Lorsque Kirill Kondrachine et l’Orchestre philharmonique de Moscou exécutent l’œuvre le 30 décembre 1961, l’évènement fait sensation. Le public découvre alors une symphonie colossale, excessive, avec un orchestre gigantesque, une architecture complexe, bref, « une juxtaposition extrêmement abrupte et graphique de noblesse et d’un grotesque effroyablement iconoclaste, » comme l’a décrite un commentateur soviétique contemporain. Mais le public découvre surtout un Chostakovitch rebelle, ironique et dévastateur, complètement en décalage avec l’image de l’artiste soumis au régime que reflète la très convenable partition de la douzième symphonie « L’Année 1917, » créée trois mois plus tôt.

 

LSO cohérent dans une interprétation limpide et contrastée

 

Simon Rattle aborde l’architecture monumentale de la Symphonie n° 4 avec clarté et précision et mène le plus grand orchestre que Chostakovitch ait jamais utilisé – 20 bois, 17 cuivres, une percussion pantagruélique et des cordes en proportion – avec une gestuelle minimaliste et efficace.
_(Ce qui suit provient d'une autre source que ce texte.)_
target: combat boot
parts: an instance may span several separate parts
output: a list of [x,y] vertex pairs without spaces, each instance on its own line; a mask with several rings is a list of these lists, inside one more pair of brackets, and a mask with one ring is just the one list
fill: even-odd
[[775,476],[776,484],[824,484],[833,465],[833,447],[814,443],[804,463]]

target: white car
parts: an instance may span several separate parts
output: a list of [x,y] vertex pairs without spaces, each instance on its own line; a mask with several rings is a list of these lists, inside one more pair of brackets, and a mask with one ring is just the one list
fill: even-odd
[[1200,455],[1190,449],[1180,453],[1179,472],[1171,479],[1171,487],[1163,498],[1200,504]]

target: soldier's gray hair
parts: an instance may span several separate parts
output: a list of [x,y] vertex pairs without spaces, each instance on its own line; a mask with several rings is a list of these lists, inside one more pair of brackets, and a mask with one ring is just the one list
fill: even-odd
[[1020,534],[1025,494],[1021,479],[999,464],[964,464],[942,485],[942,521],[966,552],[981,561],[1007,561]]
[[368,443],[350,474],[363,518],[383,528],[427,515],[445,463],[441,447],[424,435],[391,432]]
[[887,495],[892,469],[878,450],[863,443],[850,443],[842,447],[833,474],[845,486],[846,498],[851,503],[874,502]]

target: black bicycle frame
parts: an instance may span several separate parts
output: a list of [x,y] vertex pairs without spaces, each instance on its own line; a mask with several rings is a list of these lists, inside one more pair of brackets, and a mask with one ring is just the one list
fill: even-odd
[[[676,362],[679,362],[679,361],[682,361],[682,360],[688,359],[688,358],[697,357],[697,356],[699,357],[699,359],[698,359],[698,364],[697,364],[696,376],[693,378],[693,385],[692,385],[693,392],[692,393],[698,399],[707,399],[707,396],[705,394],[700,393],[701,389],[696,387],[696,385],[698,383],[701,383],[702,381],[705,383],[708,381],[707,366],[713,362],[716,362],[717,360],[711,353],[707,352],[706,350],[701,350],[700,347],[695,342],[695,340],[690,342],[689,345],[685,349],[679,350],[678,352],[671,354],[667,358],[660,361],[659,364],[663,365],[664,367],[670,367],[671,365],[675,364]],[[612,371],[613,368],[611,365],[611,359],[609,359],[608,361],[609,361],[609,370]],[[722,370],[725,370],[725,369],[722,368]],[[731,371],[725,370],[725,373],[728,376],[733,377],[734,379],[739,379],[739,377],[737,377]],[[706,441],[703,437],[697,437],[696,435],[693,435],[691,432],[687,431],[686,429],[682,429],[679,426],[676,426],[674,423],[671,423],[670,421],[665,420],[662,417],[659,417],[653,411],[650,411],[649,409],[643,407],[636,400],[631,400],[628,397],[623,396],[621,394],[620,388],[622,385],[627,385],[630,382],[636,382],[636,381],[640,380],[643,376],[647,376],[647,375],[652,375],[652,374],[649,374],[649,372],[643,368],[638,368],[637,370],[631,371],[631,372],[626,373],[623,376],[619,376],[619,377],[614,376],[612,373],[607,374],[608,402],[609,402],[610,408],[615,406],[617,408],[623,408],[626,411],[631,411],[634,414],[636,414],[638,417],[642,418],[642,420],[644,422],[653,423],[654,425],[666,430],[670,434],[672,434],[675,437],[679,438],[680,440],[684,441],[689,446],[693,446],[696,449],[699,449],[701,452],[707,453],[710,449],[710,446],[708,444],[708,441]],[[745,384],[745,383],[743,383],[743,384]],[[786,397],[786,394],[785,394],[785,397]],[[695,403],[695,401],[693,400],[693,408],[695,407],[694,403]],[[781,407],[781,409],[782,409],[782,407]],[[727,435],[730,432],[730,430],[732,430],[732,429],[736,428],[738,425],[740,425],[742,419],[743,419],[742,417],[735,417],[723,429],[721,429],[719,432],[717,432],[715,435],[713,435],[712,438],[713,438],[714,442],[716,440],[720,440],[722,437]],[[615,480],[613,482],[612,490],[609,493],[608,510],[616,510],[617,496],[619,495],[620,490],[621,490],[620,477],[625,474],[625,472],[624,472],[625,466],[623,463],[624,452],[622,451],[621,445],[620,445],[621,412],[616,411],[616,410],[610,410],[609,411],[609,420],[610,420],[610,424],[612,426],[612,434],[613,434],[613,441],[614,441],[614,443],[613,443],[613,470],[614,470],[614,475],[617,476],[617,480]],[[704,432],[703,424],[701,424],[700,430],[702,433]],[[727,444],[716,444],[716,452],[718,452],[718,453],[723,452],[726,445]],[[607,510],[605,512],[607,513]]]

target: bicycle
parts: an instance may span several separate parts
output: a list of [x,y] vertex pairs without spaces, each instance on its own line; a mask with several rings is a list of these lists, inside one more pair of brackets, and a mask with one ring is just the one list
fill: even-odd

Le London Symphony Orchestra suit son chef comme un seul homme.

 

Dès les premières mesures du vaste premier mouvement, la formation londonienne nous jette brutalement dans un monde détraqué, froid et mécanique avec des sons métalliques chauffés à blanc et dénués de toute humanité. Certes, le tempo est plus lent que d’habitude, mais ce choix de Rattle fait ressortir des harmonies tortueuses et met en valeur les remarquables performances des solistes (hautbois et basson) sans affaiblir la tension du mouvement. Malgré une certaine rondeur des cordes, les percussions galopantes nous entraînent néanmoins inexorablement dans une déferlante destructrice qui explose dans un fracas des cuivres qui martèlent impitoyablement sur un accord de douze notes, marqué fffff. Plusieurs solos magnifiques ponctuent la deuxième partie du premier mouvement, notamment un solo de violon, superbement exécuté par le premier violon Andrej Power et plusieurs remarquables solos de basson.

 

 

Le bref second mouvement, très mahlérien sous la baguette de Rattle, reprend les thèmes du premier mouvement qui réapparaissent dans la Symphonie n° 5, écrite en 1937, et on retrouvera également la coda vrombissante de castagnettes, du wood-block et du triangle dans sa Quinzième symphonie. Le mouvement se termine avec un sens tout mahlérien de désintégration et de perte de repères.

 

Le troisième mouvement est également plus lent que d’habitude. La marche funèbre d’ouverture, avec un solo poignant de hautbois, progresse vers un allegro vigoureux, mais au lieu d’évoluer vers un finale symphonique classique, il divague vers une série d’épisodes légers, voire fantaisistes, dont deux valses et un galop, exécutés avec l’humour et le flair d’un compositeur de film chevronné. Les crescendos sont ralentis, mais puissants car parfaitement maîtrisés. Lorsque l’orchestre surdimensionné déploie toute sa force dans une explosion de cuivres sur une répétition inlassable d’un même motif rythmique de timbales et de cordes graves, on retient le souffle devant une telle fureur. Le reste du mouvement sera marqué par un jeu fortement contrasté entre des valses vigoureuses plus ou moins mélodieuses, des accélérations menaçantes des cordes et des interventions inattendues et ironiques des flûtes et des piccolos. La symphonie se termine avec une dernière note jouée par le célesta, une sonorité blanche qui disparaît dans le néant, sans résolution ni apaisement.

 

Le London Symphony Orchestra sous la direction de Simon Rattle nous a livré une performance brillante d’une œuvre aussi difficile qu’étrange et le public enthousiaste l’a remercié avec une longue ovation appuyée et incontestablement méritée.

 

Visuels : © Antoine Benoit-Godet/Cheeese et © Marco Borggreve (Isabelle Faust)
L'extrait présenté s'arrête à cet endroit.